Eran al menos diez, calculó Diego Alatriste mientras desenvainaba espada y daga. Y en el patio del convento, algunos más. Salían de todas partes, de las esquinas y los zaguanes, y calle y plazuela relucían de aceros desenvainados mientras los gritos «¡Ténganse a la Inquisición!» y «¡Favor al Rey!» atronaban la noche de arriba abajo. Sonaron más tiros al otro lado de la tapia de las Benitas, y un confuso tropel apareció en la puertecilla, con mucha gente trabándose a estocadas. Por un momento Alatriste creyó ver unas tocas blancas de novicia entre el vaivén de aceros, pero la escena quedó oculta por el resplandor de dos nuevos pistoletazos. Y, además, era momento de cuidar la propia salud. El grito de
ténganse a la Inquisición
bastaba para erizarle el cabello a cualquiera; y, de haber espacio para ello, el capitán habríase impresionado lo mucho que las circunstancias reclamaban. Pero ya estaba luchando por salvar la piel, y en tales trances igual daba Inquisición que corchetes del corregidor: lo mismo degüella cuchilla seglar que rociada con agua bendita.

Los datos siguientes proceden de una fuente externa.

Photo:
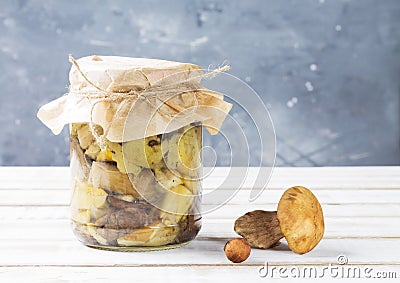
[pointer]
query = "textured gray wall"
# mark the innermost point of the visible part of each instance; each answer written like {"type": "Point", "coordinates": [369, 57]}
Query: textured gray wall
{"type": "Point", "coordinates": [329, 70]}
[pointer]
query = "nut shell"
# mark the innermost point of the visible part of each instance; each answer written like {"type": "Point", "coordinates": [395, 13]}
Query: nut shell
{"type": "Point", "coordinates": [237, 250]}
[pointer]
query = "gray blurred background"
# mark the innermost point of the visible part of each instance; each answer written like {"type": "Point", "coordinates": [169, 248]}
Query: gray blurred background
{"type": "Point", "coordinates": [328, 70]}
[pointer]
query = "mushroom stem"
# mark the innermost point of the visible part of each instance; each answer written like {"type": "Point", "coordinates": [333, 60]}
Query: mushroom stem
{"type": "Point", "coordinates": [260, 228]}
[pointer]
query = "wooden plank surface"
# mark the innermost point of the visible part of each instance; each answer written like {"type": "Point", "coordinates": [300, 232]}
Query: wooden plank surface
{"type": "Point", "coordinates": [361, 207]}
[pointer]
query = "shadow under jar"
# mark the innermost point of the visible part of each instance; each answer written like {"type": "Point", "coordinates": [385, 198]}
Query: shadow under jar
{"type": "Point", "coordinates": [138, 195]}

Paró con su daga la estocada de una sombra que parecía materializarse de la nada a su espalda, hizo a la sombra retroceder con tres mandobles y un voto a Dios, y por el rabillo del ojo vio que Don Francisco de Quevedo se enfrentaba a otras dos. Era superfluo —hubiera exigido gastar resuello necesario a otros menesteres— gritar traición o algo por el estilo. Así que Don Francisco y el capitán se aplicaron a batirse con la boca más o menos cerrada. Fuera quien fuese el responsable, la emboscada estaba clara y allí no quedaba sino vender caras las asaduras de cada uno. El que había atacado antes cerraba de nuevo contra Alatriste; así que éste, intuyendo el acero enemigo por su reflejo, afirmó los pies, paró justo a tiempo un buen tajo de revés, avanzó un pie y luego el otro, sujetó la espada del adversario entre el codo y el costado, adelantó la punta de la suya, y al extremo de la herreruza pudo oír el adecuado grito de dolor cuando marcó al otro en la cara. Por fortuna los familiares de la Inquisición no eran Amadises, y aquello resultaba llevadero. Retrocedió en la oscuridad hasta apoyar la espalda en un muro, y aprovechó el respiro para echarle un vistazo a Don Francisco. El poeta, fiel a su probada destreza, cojeando y maldiciendo ahora entre dientes, mantenía a raya a quienes lo acosaban; pero llegaba más gente, y pronto iban a faltar manos para sangrar tanto puerco. Por suerte, casi todos los atacantes se concentraban junto a la tapia de las Benitas, donde la confusión y los gritos iban en aumento. Era obvio que Don Vicente de la Cruz y sus hijos andaban listos de memoriales. Hasta el capitán llegó el olor de cuerdas de arcabuz encendidas.

—¡No queda sino largarse! —le gritó a Don Francisco, intentando hacerse oír por encima del cling clang de los aceros.

—¡Eso intento! —replicó el poeta, entre mandoble y mandoble—… ¡Desde hace rato!

Acababa de matar a uno de sus adversarios y retrocedía a lo largo del muro, con el otro pegado a la toledana. Una nueva sombra apareció de improviso ante Alatriste, o tal vez fuera la misma de antes que se había rehecho y venía con las de Mahoma, a cobrarse el tajo de la cara. Hubo chispas al chocar las espadas entre sí y contra la pared, y luego el capitán, protegiéndose con el antebrazo izquierdo a la altura de la cabeza, aprovechó que el otro se afirmaba entre dos movimientos para arrojarse contra él y darle una patada que lo hizo trastabillar. Después acuchilló de cerca con espada, daga, Y luego otra vez espada. Cuando su enemigo quiso enderezarse, al menos dos cuartas de acero del capitán debían de asomarle por la espalda.